- Team.Nekokan's Comiket CD cover

Song by Team.Nekokan

from the album CD de Kiite Mite.: Nico Nico Douga Selection
- Language: Japanese
- Published: May 26, 2007
- Released: July 1, 2007
- Recorded: June 1, 2007
- Genre: Dōjin music
- Length: 3:50
- Songwriters: "Seramikaru" (せらみかる, Seramikaru)

= Air Man ga Taosenai =

"Air Man ga Taosenai" (エアーマンが倒せない, Eāman ga Taosenai) is a dōjin song and Internet meme from Japan. The song itself describes a player trying to defeat the boss character Air Man (and later in the song Wood Man) in Mega Man 2. Unlike the earlier song "Omoide wa Okkusenman!" which uses a song originally composed for Mega Man 2 as its melody, "Air Man ga Taosenai" is an original composition by an individual only known as "Seramikaru" (せらみかる, Seramikaru).

==History==
The song was first posted on Nico Nico Douga on May 26, 2007. An extended vocal version was performed by dōjin music group Team.Nekokan (Team.ねこかん[猫], Team.Nekokan [Neko]) was later posted to their website and YouTube on June 1, 2007, and later to Nico Nico Douga on July 1. This version was a collaboration with fellow dōjin musicians SoundCYCLONE and Scinicade. An English version titled "Can't Beat Air Man" was posted to both Nico Nico Douga and YouTube on December 23, 2007. "Air Man ga Taosenai" was incorporated into the second of the Kumikyoku Nico Nico Douga videos and has been included in all but one of the subsequent mashups.

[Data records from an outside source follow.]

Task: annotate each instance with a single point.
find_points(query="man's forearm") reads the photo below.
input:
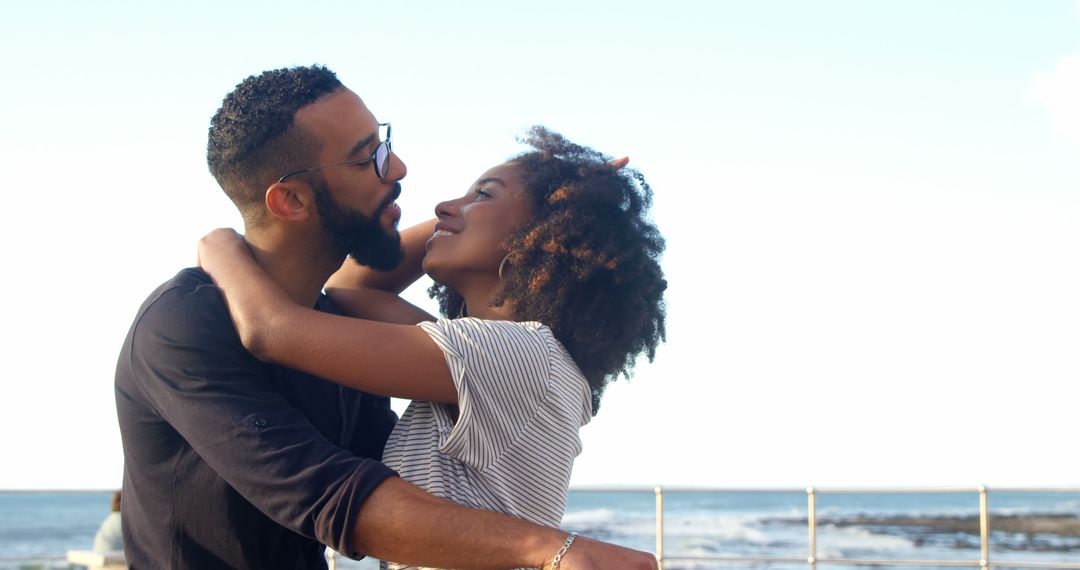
(402, 523)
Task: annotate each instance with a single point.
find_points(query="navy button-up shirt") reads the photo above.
(230, 462)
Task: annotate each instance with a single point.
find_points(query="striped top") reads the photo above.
(521, 403)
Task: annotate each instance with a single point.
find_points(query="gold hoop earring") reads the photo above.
(501, 265)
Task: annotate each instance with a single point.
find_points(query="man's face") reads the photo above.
(360, 236)
(356, 208)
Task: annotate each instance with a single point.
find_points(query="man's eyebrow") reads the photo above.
(496, 179)
(363, 143)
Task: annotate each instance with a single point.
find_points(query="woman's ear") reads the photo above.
(289, 202)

The lyrics detail a video game player's difficulties with Mega Man 2, specifically with the vanishing block portion of Heat Man's stage. The player notes he could get past the difficult section easily if he had Item #2, which is obtained by defeating Air Man, but he also has difficulty with that boss, even when he holds off using the health restoring E-Tank until the last moment. The player then notes that Air Man would be much easier if he had the Leaf Shield weapon, but he has just as much trouble defeating Wood Man. Ironically, one of Wood Man's weaknesses is Heat Man's Atomic Fire weapon, which of course is of no help to the player since he cannot reach Heat Man to begin with.

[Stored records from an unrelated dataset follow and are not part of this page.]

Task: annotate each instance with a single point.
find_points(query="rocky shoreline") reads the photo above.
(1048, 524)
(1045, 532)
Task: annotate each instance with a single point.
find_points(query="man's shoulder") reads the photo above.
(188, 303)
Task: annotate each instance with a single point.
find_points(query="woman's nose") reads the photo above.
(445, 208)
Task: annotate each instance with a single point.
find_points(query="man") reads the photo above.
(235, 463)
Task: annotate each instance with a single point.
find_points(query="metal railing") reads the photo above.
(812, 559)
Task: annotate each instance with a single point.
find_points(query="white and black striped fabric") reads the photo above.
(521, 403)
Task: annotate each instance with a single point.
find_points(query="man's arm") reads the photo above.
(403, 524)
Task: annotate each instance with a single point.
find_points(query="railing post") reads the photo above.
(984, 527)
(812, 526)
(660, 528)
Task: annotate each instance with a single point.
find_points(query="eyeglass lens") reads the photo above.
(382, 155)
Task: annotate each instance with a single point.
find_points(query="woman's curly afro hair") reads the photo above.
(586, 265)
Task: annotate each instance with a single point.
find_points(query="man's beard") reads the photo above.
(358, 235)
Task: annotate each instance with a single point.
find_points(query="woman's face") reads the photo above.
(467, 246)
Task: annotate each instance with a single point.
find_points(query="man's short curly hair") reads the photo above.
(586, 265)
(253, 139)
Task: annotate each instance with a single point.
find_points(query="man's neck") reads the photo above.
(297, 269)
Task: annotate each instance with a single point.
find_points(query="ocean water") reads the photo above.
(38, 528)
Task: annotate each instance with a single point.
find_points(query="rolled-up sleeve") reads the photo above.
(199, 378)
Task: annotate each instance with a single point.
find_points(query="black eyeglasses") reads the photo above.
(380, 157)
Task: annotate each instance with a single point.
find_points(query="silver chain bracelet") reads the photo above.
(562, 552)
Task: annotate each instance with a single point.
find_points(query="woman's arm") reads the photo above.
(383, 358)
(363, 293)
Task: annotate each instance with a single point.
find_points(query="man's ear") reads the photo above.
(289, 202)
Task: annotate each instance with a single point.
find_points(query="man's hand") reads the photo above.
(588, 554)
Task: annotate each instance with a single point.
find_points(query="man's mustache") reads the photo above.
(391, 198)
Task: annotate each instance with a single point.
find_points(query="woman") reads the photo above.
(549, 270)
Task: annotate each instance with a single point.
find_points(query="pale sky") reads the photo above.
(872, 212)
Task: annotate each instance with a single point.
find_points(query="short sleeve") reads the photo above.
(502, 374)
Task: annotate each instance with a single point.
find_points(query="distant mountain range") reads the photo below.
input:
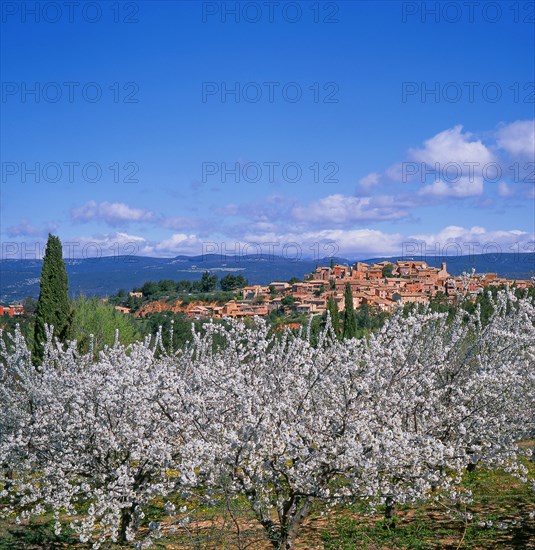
(105, 276)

The song has been translated into English and covered several times since it was first released. Among the more widely known translations is one done by Kiwi Kenobi, which debuted on YouTube in July 2008 and gained considerable popularity.

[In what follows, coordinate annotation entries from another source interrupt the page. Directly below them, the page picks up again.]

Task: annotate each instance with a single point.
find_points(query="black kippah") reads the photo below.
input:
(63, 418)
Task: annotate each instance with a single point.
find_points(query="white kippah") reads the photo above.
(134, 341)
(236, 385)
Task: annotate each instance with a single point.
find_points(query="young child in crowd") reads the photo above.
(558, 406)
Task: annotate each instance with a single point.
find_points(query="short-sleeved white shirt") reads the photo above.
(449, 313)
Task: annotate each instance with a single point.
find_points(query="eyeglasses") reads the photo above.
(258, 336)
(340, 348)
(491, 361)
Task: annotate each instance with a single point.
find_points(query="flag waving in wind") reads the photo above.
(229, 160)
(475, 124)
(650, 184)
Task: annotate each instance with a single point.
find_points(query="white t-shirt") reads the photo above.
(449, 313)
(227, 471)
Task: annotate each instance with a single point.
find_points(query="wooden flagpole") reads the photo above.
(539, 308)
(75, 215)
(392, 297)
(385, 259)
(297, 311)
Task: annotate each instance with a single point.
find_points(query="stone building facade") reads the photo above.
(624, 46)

The song was used as entrance music for professional wrestling tag team The Golden Lovers (Kota Ibushi and Kenny Omega) in DDT Pro-Wrestling, with a special version of the music video produced by Team.Nekokan.

==Commercial release==
Team.Nekokan's version of "Air Man ga Taosenai" was distributed at Comiket on a CD along with an acoustic version of this song. Team. Nekokan's original version and its instrumental are available through the iTunes Store. It is also included on the Nico Nico Douga album CD de Kiite Mite.: Nico Nico Douga Selection (CDで聞いてみて。～ニコニコ動画せれくちょん～, CD de Kiite Mite. ~Niko Niko Dōga Serekuchon~) released July 9, 2008. A cover version arranged by Ryu☆ and sung by zaki was released on the CD Exit Trance Presents Umauma Dekiru Trance o Tsukuttemita 4: Goran no Arisama da yo (EXIT TRANCE PRESENTS ウマウマできるトランスを作ってみた 4 ごらんの有様だよ♥) on April 1, 2009.